In den letzten 30 Jahren hat sich innerhalb der Fachdisziplin Radiologie (Röntgendiagnostik) eine hochattraktive Subspezialisierung ausgebildet, welche sich "Interventionelle Radiologie" nennt. Hierbei handelt es sich um bildgesteuerte, minimal-invasive Therapien, "sogenannte Schlüsselloch-Techniken", welche in fast sämtlichen Körperregionen bei den unterschiedlichsten Krankheitsbildern nach sorgfältiger Indikationsstellung zur Anwendung kommen können. Insbesondere die hochinnovativen technischen Entwicklungen in den verschiedensten Bildmodalitäten (Ultraschall, Computer-Tomographie, Magnet-Resonanz-Tomographie) haben zu dieser Entwicklung erheblich beigetragen. Eine Vielzahl von Erkrankungen können so schonend minimal-invasiv, hocheffektiv behandelt werden.

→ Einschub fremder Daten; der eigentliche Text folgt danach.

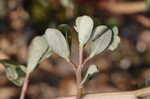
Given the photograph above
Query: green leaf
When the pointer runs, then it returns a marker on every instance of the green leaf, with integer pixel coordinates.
(116, 40)
(15, 72)
(38, 51)
(100, 41)
(57, 43)
(84, 26)
(92, 70)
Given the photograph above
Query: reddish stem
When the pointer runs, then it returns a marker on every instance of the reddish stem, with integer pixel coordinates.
(25, 86)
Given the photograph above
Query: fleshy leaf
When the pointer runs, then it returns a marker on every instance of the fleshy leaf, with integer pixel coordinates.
(57, 43)
(14, 72)
(92, 70)
(116, 39)
(99, 31)
(38, 51)
(84, 27)
(102, 42)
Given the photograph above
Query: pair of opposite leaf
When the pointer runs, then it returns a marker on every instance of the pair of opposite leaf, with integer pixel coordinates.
(15, 72)
(53, 41)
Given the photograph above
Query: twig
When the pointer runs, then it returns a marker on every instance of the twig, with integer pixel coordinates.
(78, 73)
(123, 7)
(115, 95)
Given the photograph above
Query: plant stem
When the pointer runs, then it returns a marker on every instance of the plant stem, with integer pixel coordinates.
(78, 73)
(25, 86)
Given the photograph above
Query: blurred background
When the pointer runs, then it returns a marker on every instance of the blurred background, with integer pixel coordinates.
(127, 68)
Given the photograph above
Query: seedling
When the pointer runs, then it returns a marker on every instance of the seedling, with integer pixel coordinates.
(95, 41)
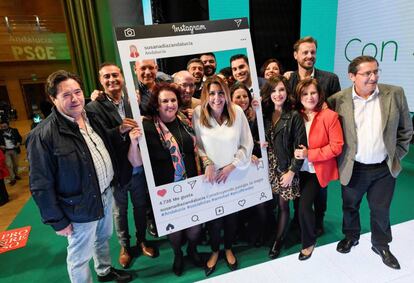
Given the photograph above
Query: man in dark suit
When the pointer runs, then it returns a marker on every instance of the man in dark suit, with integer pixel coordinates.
(304, 52)
(72, 174)
(113, 108)
(377, 130)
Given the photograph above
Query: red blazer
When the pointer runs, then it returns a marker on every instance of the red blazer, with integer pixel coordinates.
(4, 172)
(324, 145)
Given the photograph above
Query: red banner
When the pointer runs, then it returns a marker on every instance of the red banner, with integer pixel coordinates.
(14, 239)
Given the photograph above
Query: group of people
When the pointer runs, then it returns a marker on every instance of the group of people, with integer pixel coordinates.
(83, 157)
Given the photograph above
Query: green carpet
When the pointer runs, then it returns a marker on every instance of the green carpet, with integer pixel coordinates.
(44, 257)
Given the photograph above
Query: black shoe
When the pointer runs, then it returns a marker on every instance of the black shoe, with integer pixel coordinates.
(305, 257)
(152, 230)
(387, 258)
(178, 265)
(209, 270)
(232, 266)
(319, 232)
(196, 258)
(344, 246)
(115, 275)
(275, 250)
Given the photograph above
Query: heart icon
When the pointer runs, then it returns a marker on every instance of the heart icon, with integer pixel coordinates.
(161, 192)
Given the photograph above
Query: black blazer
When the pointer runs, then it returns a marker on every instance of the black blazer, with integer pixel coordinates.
(290, 132)
(328, 81)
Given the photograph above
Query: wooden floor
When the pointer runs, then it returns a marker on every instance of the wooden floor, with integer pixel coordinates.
(19, 193)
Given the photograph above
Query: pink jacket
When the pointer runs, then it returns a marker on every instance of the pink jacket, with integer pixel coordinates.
(324, 145)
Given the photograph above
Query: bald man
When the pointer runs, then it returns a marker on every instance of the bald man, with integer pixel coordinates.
(146, 71)
(187, 85)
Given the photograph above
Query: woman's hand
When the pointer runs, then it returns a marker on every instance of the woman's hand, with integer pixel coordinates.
(255, 159)
(286, 179)
(223, 173)
(264, 144)
(134, 135)
(255, 103)
(301, 152)
(210, 174)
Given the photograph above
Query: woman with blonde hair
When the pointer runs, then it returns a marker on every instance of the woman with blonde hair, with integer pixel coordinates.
(224, 144)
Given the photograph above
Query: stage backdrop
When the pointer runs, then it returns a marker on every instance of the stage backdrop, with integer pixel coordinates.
(349, 28)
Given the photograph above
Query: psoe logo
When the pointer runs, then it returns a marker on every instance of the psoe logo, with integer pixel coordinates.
(129, 32)
(185, 28)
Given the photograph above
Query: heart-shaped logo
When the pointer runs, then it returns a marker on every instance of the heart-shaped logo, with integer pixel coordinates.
(162, 192)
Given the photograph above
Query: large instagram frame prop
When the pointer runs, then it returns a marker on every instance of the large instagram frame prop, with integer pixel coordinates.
(193, 201)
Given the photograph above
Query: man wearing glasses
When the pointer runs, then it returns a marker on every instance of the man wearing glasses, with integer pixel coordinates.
(186, 82)
(196, 68)
(377, 130)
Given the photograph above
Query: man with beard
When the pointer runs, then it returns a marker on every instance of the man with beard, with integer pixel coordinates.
(112, 108)
(196, 68)
(305, 55)
(304, 52)
(210, 65)
(146, 71)
(241, 71)
(187, 86)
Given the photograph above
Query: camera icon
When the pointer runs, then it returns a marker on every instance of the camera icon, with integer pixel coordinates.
(129, 32)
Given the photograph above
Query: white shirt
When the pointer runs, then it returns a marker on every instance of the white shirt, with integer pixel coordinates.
(368, 123)
(307, 166)
(222, 144)
(100, 155)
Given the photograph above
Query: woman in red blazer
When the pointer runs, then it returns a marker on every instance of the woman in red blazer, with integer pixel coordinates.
(325, 142)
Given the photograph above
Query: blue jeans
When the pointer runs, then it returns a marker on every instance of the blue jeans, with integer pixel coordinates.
(91, 239)
(137, 188)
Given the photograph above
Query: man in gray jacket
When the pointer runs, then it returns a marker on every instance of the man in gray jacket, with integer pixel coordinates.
(377, 130)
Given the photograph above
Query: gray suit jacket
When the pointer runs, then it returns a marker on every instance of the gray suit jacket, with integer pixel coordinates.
(396, 124)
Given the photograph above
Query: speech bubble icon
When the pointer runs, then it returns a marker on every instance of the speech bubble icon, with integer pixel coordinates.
(177, 189)
(162, 192)
(260, 165)
(242, 202)
(192, 183)
(219, 210)
(169, 227)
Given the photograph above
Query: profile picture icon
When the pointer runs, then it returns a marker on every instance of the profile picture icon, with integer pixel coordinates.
(133, 51)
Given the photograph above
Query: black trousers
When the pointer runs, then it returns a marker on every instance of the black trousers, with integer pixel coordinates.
(376, 181)
(319, 204)
(229, 224)
(4, 196)
(309, 190)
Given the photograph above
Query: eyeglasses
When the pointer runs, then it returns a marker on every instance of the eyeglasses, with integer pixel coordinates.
(219, 93)
(368, 74)
(187, 86)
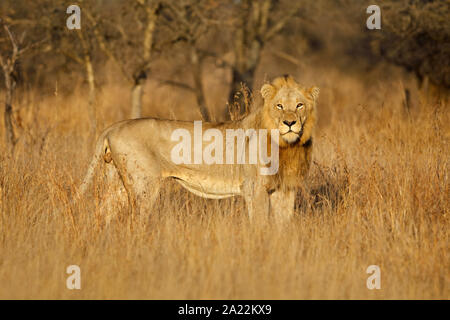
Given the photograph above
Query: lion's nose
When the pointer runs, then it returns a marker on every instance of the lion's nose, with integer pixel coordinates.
(289, 123)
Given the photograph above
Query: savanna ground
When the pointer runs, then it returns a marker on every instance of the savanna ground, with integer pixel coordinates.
(377, 194)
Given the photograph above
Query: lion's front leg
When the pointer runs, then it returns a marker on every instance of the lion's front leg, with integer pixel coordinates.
(257, 200)
(282, 204)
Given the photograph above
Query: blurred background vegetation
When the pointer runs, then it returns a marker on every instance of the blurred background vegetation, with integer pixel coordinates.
(183, 44)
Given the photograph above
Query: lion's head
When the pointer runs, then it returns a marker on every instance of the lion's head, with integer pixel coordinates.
(290, 108)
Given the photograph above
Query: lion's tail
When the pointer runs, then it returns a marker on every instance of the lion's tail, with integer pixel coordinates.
(101, 148)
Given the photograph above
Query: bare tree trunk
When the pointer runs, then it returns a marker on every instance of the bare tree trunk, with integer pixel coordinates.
(198, 85)
(92, 97)
(10, 136)
(139, 79)
(92, 103)
(136, 100)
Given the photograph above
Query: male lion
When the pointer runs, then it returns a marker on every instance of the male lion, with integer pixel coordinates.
(140, 151)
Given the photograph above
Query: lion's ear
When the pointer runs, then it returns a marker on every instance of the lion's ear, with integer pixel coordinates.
(314, 92)
(267, 91)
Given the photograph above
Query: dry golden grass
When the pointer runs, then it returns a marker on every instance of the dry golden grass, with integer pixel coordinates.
(378, 193)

Früher wurden derartige Verfahren ausschließlich im Krankenhaus ausgeübt, und eine Krankenhausaufnahme war die Regel. Durch verfeinerte Techniken, besseres Material, stetige Qualifizierung der Ärzte und einen großen Erfahrungsschatz ist es heute Spezialisten möglich, interventionelle Verfahren auch in einer entsprechend ausgestatteten Praxis, also außerhalb des Krankenhauses und auf ambulanter Basis auszuüben. Manche Praxen sind auch unmittelbar mit einem Krankenhaus assoziiert, oder gar im gleichen Gebäude eingegliedert.

Die Mitglieder der ANIR bekennen sich zu allen Qualitätsanforderungen der deutschen und internationalen Fachgesellschaften.

Die ANIR kooperiert eng mit der DEGIR, der Deutschen Gesellschaft für Interventionelle Radiologie (www.degir.de).